I am grateful to my classmate Claro for sending our group an inspiring essay on travel by Pico Iyer. In his analysis on why we travel, he recalls that all of his meaningful journeys have involved hard work, which brings to mind the similarities between travel and travail (French for work). Yesterday (Friday), our group experienced the aforementioned analogy and I conclude this: the harder you work on applied theatre here the bigger the pay off. Our stay here in Rwanda is one of the richest journeys that some of us (and I would argue most of us) have experienced, and working to create AND perform a play in four hours yesterday only added to the awesomeness. So yes, did I mention we performed a play to an audience of hundreds of students that we created and rehearsed in ONLY four hours? WE DID! And we are incredibly proud, not only in our work, but in the effort the KIE and KYC students put in. In general, it has been wonderful to begin our work and (hopefully!) future partnership with the KYC. It is clear that they have a strong group of talented individuals who are already engaged in applied theatre work. I am eager to stay in touch with all of them!
The Morning: Our One And Only Rehearsal!
Our day began early after our lovely outdoor breakfast ritual at the Civitas. We created our scenes in the Little Red Riding Hood play the previous day, and came in ready to refine and tweak them. Bennett was my scene partner and we devised the beginning of the play in which Little Red is nominated to journey to her grandmother’s through the woods. In our process, it was important that we start to foster the leadership that is already very present among the KIE students. I worked with one student who I have been totally awed by. Her aim is to be a director, and her ability to synthesize our suggested directions with her own while translating in Kinyarwanda was awesome to watch. We could not have created such a solid, humorous scene without the help of the KIE students.
One, Two, Three, Action!
We took a van ride to a school in Gatsata near Kigali where hundreds of students were waiting for our arrival, some of them perched high atop trees to get a good view of the stage. After the introductory African rap lip singers, we watched the KYC perform a play that had created on the dangers facing Rwandan young people. It was clear that the heavy issues that would be considered taboo to perform in front of young kids in America were meant for all of the ages present. The show’s content was educational in nature and ranged from scenarios of young girls talking about the value of sugar daddies to the desire to take academic enhancing drugs. I’ve learned that sugar daddies in Rwanda have a different meaning than in the US. Here, they are men who offer to pay the way of the young girl or woman in exchange for sex, however, often these men have HIV and believe that their disease will be cured if they sleep with a virgin. Later on when I asked a KYC member why it was OK to talk about these issues in front of five year olds, he told me that the government has a strong push towards early education and intervention on these problems. The KYC also asked the audience to come up and participate by speaking with the characters while they were still in role; it was so interesting to observe!

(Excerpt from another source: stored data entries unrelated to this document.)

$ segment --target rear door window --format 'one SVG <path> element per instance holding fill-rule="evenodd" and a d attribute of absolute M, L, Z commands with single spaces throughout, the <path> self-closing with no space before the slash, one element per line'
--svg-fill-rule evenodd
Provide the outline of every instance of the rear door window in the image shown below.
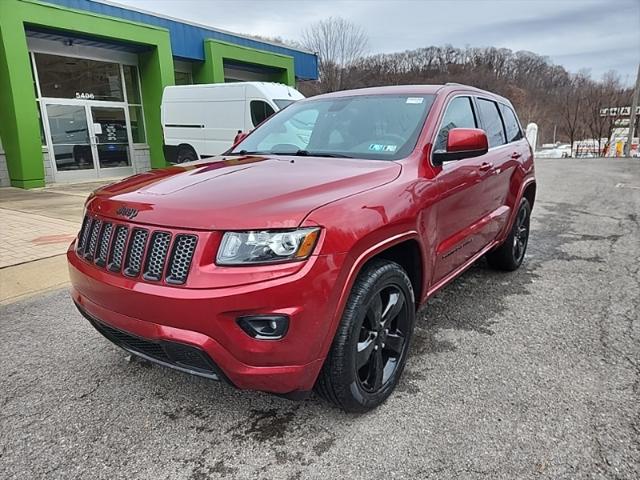
<path fill-rule="evenodd" d="M 440 130 L 436 137 L 433 150 L 444 152 L 447 149 L 449 130 L 452 128 L 476 128 L 478 126 L 473 112 L 473 103 L 470 97 L 456 97 L 449 105 L 440 123 Z"/>
<path fill-rule="evenodd" d="M 504 120 L 504 128 L 507 131 L 507 142 L 517 142 L 522 138 L 522 130 L 516 118 L 516 114 L 511 108 L 500 104 L 500 112 L 502 120 Z"/>
<path fill-rule="evenodd" d="M 506 142 L 504 126 L 498 112 L 498 104 L 491 100 L 478 98 L 478 110 L 484 131 L 489 139 L 489 148 L 504 145 Z"/>
<path fill-rule="evenodd" d="M 251 123 L 253 123 L 254 127 L 257 127 L 275 113 L 271 105 L 262 100 L 251 100 L 249 107 L 251 108 Z"/>

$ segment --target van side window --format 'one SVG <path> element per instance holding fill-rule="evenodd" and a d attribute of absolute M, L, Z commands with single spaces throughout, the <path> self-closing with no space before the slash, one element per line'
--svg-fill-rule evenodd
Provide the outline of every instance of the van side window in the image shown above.
<path fill-rule="evenodd" d="M 500 113 L 502 113 L 504 128 L 507 131 L 507 142 L 517 142 L 522 138 L 522 130 L 520 130 L 516 114 L 511 108 L 502 103 L 500 104 Z"/>
<path fill-rule="evenodd" d="M 456 97 L 447 106 L 447 111 L 442 118 L 440 131 L 436 137 L 434 152 L 444 152 L 447 149 L 449 130 L 452 128 L 476 128 L 478 126 L 473 113 L 473 104 L 470 97 Z"/>
<path fill-rule="evenodd" d="M 504 125 L 498 112 L 498 104 L 491 100 L 478 98 L 478 110 L 482 126 L 489 139 L 489 148 L 504 145 L 506 142 Z"/>
<path fill-rule="evenodd" d="M 253 123 L 254 127 L 257 127 L 275 113 L 271 105 L 262 100 L 251 100 L 249 107 L 251 108 L 251 123 Z"/>

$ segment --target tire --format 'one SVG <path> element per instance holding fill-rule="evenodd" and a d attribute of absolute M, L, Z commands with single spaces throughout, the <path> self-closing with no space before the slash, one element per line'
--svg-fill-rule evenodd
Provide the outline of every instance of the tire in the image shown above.
<path fill-rule="evenodd" d="M 524 260 L 529 243 L 529 222 L 531 206 L 526 198 L 520 200 L 518 213 L 506 240 L 495 250 L 487 254 L 489 266 L 496 270 L 511 272 L 517 270 Z"/>
<path fill-rule="evenodd" d="M 189 146 L 178 148 L 178 154 L 176 155 L 176 163 L 193 162 L 197 159 L 198 159 L 198 155 L 196 155 L 196 152 L 193 150 L 193 148 Z"/>
<path fill-rule="evenodd" d="M 415 297 L 403 268 L 386 260 L 366 265 L 351 289 L 316 393 L 347 412 L 382 404 L 402 375 L 414 322 Z"/>

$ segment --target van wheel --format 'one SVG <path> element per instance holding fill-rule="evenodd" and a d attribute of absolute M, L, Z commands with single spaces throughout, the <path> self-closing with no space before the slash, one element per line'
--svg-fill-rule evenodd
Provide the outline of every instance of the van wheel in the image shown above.
<path fill-rule="evenodd" d="M 529 221 L 531 219 L 531 206 L 529 200 L 523 198 L 516 214 L 516 219 L 511 227 L 507 239 L 495 250 L 489 252 L 487 261 L 492 268 L 497 270 L 516 270 L 524 260 L 529 243 Z"/>
<path fill-rule="evenodd" d="M 180 147 L 178 149 L 178 154 L 176 155 L 176 163 L 185 163 L 185 162 L 194 162 L 198 159 L 196 152 L 193 148 L 186 146 Z"/>
<path fill-rule="evenodd" d="M 353 285 L 316 392 L 347 412 L 382 404 L 402 375 L 414 321 L 406 272 L 395 262 L 371 262 Z"/>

After their performance, it was our turn to present our version of Little Red…What I noticed immediately is that the children were totally engaged. To give you a picture of the audience: they were gathered in a 270 degree angle along a steep hill. It was clear to me that we hooked them into the show with our concrete mime. What is that? Concrete mime is when actors personify intimate objects; in our case we opened the show as animals, we became trees swaying in the wind, cabinets that opened and closed, beds etc. We had two microphones to amplify the show that were passed around the many actors in one scene to make sure. Highlights of the play included some great repetition in the excuses given by the children for not wanting to go into the woods in the first scene, the personified flowers and woods changing position in the second scene, a tree morphing into a pack of hungry wolves in the third scene, Jean D’Arc as a scary wolf in the last scene, and the overall ability to use both English and Kinyarwanda throughout the show. All in all, our play was a success! In this case, success is measured by our ability to playbuild based on a folk story in 4 short hours and present it to a huge audience. While the show had small technical glitches, the most important part, for me, was that we set our actors up for success. They were not nervous, they had fun, and they seemed proud of their work.
The End: Joy And Dance
As we were on our way out, the school DJ threw on some tunes which the little kids immediately ran out and danced to. We joined them on the red dirt floor of the stage to dance. What I will never forget for the rest of my life is dancing after working so hard, hundreds of children swirling around us, singing every word to the pop music while holding our hands, and the plumes of dust being kicked up by the happy feet. In that moment, we were lost with joy: the joy of the people and children of Rwanda, with accomplishment, the embodiment of work and travel with the beauty of this country, the love the people have given us…I find once again that it is near impossible to capture in words.
This is Amy singing off with gratitude, love, and praxis.